His decision to withdraw from Afghanistan was “about ending an era of major military operations to remake other countries. We saw a mission of counterterrorism in Afghanistan, getting the terrorists to stop the attacks, morph into a counterinsurgency, nation-building, trying to create a democratic, cohesive, and united Afghanistan. Something that has never been done over many centuries of Afghan’s (sic) history. Moving on from that mindset and those kinds of large-scale troop deployments will make us stronger and more effective and safer at home.”

Biden also did say that human rights will remain “the center of our foreign policy,” and that economic tools and moral suasion can be used to advance them. This claim is in tension with his declaration that “vital national interests” should determine military intervention.

Clearly, the role of human rights and other moral ideals in US foreign policy has been downgraded.

Of course, it was never very clear that US governments were actually motivated by humanitarian considerations. Critics often found more nefarious motives.

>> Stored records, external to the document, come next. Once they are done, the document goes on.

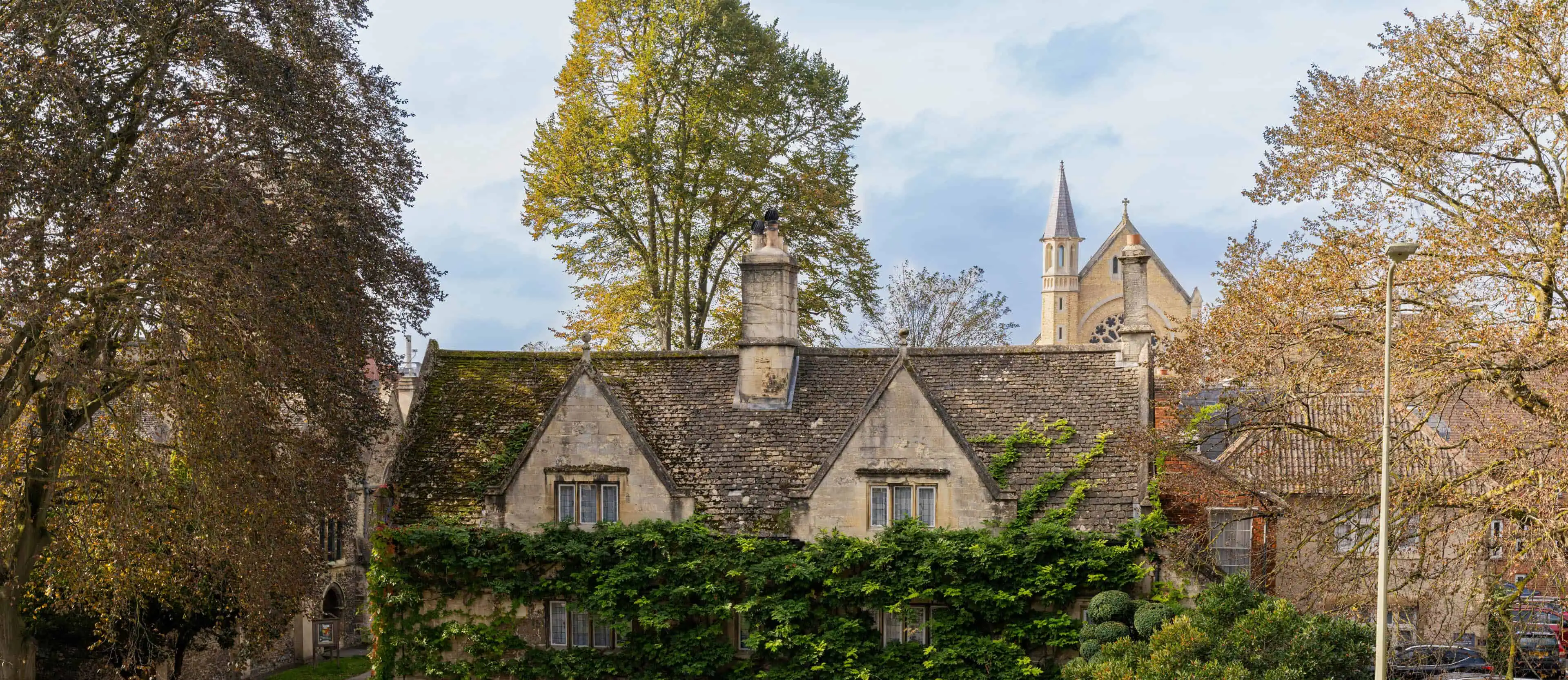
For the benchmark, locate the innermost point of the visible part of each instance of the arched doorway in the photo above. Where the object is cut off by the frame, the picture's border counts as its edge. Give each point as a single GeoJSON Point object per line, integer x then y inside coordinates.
{"type": "Point", "coordinates": [333, 604]}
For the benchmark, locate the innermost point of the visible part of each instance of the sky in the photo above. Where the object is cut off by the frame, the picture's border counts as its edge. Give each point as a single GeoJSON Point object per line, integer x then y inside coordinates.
{"type": "Point", "coordinates": [968, 109]}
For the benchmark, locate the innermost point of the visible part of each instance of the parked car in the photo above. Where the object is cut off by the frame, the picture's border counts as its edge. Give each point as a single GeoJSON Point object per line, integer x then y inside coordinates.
{"type": "Point", "coordinates": [1540, 620]}
{"type": "Point", "coordinates": [1540, 654]}
{"type": "Point", "coordinates": [1470, 676]}
{"type": "Point", "coordinates": [1426, 660]}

Future historians may well argue that US foreign policy in the 1990s and 2000s was simply advancing a very ambitious vision of the national interest: America required all countries to adopt American ideals and institutions so that none would want to act against America.

In any case, idealism is not actually so idealistic when a country has enough power, and the only thing that is clear now is that America doesn’t. Resistance to its post-Cold War nation-building goals took the form of international terrorism. China and Russia did not obediently embrace democracy. And much of the rest of the world has reverted to various forms of nationalism and authoritarianism.

Many people, and not just the leaders of hostile powers, will celebrate America’s comeuppance. But it is doubtful that the moral superstructure of human rights will survive without any country willing to use military force to support it.


Eric Posner
Eric Posner, a professor at the University of Chicago Law School, is the author of the forthcoming “How Antitrust Failed Workers.” -- Ed.